Зумеры раций и телефонов не сменяли друг друга, а гудели, пищали и взывали позывными сплошным фоном. Ярко освещенный штабной прицеп был наполнен жизнью сотен таких организмов, в одном из которых жил его сын. Эти организмы просили команд, распоряжений, требовали и докладывали. Им нужны были снаряды, патроны, танки, артиллерия, эвакуация раненых, подкрепления, топливо. Все это было подчинено его воле. Все это ползло, ехало, бежало и стреляло нацеленное на одно - победу. А наверху всего этого стоял он - ОТЕЦ.

Ночь, такая одинаковая и такая разная для двоих близких людей, ночь на войне.

Группа замерла. Сын снял рюкзак, открыл чехол, что-то быстро собрал в темноте, тускло засветился какой-то электронный прибор, раздалось тихое жужжание, и причудливой стрекозой с шелестом в небо взмыл дрон.

Несколько минут тишины. Группа рассредоточилась. Сын, управляя дроном, сосредоточенно смотрел на экран, его сосредоточенное красивое лицо было освещено бликами монитора. Потоком цифр и обозначений посыпались координаты и точки. Сдавленно забубнил радист, передавая данные на батарею. Где-то далеко почти не слышно бухнули орудийные залпы. Со сдавленным шелестом над головами разведчиков прошли тяжёлые снаряды. Разрыв, разрыв, ещё один. Дополнительная корректировка, удаленные взрыкивания орудий, разрывы. Группа воевала и побеждала.

Там, впереди, ночь разорвали огненные кусты разрывов, вздыбилась земля, и заскрежетал толстый бетон. Вспугнутыми тараканами порхнули в разные стороны убийцы и плачи в сером камуфляже. Да, убийцы и палачи мирных кварталов Донецка. Те, кто изо дня в день методично всаживал снаряд за снарядом в мирный город.

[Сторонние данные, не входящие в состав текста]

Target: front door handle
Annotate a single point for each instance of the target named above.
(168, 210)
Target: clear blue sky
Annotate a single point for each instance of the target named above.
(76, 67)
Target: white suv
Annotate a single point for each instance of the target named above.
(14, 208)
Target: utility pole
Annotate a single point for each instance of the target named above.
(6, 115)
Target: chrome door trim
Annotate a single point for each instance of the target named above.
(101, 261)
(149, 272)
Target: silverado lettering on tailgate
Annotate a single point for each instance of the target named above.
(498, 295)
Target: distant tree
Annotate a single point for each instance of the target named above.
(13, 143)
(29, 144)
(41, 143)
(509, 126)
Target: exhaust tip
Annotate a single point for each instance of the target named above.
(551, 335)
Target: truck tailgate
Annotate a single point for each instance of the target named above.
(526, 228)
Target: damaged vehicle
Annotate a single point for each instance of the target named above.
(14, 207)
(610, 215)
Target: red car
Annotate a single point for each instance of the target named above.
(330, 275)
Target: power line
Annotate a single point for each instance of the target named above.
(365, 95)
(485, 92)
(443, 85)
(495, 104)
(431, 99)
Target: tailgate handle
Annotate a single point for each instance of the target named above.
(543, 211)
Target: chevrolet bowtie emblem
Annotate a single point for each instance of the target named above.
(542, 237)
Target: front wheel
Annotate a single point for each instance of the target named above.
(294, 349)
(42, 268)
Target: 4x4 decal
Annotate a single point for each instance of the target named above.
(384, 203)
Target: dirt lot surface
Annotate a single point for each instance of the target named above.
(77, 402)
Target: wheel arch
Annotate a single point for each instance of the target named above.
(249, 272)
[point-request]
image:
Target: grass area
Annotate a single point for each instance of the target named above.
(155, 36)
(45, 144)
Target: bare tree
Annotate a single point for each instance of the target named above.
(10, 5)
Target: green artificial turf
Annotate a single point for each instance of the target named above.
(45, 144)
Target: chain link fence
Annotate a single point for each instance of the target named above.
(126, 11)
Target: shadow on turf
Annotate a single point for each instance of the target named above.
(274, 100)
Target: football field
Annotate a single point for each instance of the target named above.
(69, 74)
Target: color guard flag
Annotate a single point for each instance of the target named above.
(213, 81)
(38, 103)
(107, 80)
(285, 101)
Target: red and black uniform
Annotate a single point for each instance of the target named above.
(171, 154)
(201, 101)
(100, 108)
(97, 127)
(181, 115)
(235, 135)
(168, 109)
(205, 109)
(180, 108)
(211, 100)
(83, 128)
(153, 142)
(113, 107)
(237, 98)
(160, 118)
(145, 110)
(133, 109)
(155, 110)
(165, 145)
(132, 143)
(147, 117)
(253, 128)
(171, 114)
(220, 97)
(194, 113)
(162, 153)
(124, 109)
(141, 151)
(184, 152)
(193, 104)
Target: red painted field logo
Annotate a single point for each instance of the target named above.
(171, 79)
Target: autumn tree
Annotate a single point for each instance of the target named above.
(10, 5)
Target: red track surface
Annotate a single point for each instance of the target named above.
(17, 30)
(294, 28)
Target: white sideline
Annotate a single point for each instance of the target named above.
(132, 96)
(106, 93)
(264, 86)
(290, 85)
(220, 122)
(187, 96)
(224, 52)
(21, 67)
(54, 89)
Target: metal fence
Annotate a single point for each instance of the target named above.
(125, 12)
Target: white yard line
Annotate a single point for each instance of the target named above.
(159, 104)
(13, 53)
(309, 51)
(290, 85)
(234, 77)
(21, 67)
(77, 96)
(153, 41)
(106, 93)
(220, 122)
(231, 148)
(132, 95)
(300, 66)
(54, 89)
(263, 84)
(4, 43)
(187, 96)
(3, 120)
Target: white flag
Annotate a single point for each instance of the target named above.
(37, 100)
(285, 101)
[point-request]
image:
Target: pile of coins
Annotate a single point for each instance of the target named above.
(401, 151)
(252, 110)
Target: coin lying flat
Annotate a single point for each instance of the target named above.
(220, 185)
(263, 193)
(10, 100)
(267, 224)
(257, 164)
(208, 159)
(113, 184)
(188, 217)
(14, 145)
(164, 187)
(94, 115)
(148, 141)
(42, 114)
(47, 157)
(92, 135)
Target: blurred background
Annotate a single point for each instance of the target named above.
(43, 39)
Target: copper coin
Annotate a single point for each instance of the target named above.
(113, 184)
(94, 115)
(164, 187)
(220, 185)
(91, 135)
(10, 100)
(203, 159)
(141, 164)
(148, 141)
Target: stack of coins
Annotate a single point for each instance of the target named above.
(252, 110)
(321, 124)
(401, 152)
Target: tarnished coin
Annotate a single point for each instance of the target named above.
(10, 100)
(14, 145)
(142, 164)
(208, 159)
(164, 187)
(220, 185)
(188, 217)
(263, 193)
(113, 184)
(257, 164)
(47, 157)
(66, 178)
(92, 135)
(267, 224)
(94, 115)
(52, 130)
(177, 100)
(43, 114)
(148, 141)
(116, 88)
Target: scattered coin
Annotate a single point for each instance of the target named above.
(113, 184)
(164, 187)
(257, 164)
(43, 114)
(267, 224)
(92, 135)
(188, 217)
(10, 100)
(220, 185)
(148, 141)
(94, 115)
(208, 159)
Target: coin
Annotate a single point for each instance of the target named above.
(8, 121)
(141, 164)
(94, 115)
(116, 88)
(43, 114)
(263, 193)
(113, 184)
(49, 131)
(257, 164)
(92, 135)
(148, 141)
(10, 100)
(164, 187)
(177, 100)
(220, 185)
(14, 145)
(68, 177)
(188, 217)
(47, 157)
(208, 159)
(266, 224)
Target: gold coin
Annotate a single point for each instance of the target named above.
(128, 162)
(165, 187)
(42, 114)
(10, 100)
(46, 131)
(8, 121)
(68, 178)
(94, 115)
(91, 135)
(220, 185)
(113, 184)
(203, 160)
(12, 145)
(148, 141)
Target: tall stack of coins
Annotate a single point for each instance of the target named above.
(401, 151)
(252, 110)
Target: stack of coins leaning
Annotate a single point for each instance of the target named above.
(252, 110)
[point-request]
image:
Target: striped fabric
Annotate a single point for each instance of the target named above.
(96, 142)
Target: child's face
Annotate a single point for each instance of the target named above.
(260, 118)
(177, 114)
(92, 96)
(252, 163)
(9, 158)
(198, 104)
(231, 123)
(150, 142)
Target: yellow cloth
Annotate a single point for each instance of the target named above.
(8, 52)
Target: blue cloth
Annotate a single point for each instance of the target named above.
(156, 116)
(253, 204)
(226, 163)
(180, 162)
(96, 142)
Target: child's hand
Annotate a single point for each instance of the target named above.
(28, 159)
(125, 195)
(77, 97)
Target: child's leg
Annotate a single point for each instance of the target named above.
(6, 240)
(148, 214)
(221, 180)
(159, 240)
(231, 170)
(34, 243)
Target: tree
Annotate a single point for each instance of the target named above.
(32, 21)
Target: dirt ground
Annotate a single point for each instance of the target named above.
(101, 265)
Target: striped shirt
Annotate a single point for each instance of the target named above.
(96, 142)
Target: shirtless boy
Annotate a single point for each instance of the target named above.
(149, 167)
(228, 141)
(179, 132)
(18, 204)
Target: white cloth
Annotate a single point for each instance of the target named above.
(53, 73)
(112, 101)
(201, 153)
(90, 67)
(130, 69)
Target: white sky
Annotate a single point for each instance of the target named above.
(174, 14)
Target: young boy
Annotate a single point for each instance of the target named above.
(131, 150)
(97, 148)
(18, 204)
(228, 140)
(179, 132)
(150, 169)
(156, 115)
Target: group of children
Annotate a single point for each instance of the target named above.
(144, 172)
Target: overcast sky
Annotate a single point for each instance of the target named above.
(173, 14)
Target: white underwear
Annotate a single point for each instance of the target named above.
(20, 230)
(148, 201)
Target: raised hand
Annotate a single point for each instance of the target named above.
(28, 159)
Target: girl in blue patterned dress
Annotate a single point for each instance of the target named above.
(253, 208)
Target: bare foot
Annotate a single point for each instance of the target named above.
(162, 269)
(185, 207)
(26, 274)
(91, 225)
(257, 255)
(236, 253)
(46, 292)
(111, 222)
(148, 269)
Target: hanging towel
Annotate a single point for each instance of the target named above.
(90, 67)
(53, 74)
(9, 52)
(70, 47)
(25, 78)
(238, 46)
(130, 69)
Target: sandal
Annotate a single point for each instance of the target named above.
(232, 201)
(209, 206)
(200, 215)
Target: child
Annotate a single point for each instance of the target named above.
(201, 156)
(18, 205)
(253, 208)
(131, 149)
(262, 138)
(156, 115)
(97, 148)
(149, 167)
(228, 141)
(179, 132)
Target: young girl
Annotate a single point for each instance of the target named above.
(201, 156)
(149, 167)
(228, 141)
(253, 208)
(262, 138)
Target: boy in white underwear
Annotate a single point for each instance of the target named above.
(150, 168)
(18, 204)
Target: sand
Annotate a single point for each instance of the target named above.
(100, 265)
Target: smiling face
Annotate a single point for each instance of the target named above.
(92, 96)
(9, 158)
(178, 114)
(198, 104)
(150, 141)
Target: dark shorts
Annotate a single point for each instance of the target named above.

Сын, погруженный в свою работу, вел дрона над вспышками разрывов и отмечал данные поправок.

Они задержались, наверное, нужно было отойти раньше. Но война не имеет сослагательных. Очереди ударили не прицельно. Рассредоточенной группе очереди, вспоровшие тишину вокруг, были не страшны. Да и стрелков не интересовали все. Кровавые пунктиры, прощупывая тьму, сходились в одном месте. В том месте, где вел свой небесный глаз оператор БПЛ, ЕГО СЫН.
Почувствовал ли он что-то? Были ли предчувствия, видения, мысли? Нет. Я был рядом с ним. Он четко и грамотно с железной волей руководил вверенному ему одному объединению. Отдавал приказы, принимал доклады, кого-то отчитывал, кого-то хвалил, делал свою нелегкую работу. Один, окружённый людьми, звуками, голосами.

Пуля ударила в голову, практически в висок. Фигура бойца, на несколько секунд оказавшаяся в росчерке трассера, покачнулась и тенью осела на землю. Зло рыкнули стволы группы. Лес наполнился грохотом ответных очередей и пороховым дымом. Две фигуры бесшумными тенями метнулись к упавшему телу.

Один закрыв собой упавшего, отсекая короткие очереди в сторону врага, дал возможность второму вколоть препараты и перевязать рану.

Вздрогнул ли отец в секунду, когда пуля ударила его сына? Почувствовал ли он что-то? Думаю, нет. Это не кино. Это война, и он выполнял свою военную работу. Он думал не о своем сыне, а о сотнях чужих сыновей, которые, подчиняясь его воле, шли к Победе.

Сын умер через два дня в госпитале прифронтового города. Его раненого, рискуя собой, вынесли из-под огня его товарищи. Все так, как в книгах, все так, как должно быть по-настоящему, там, где друг - это не тень в соцсети, а живой человек рядом, человек, готовый отдать за тебя свою жизнь.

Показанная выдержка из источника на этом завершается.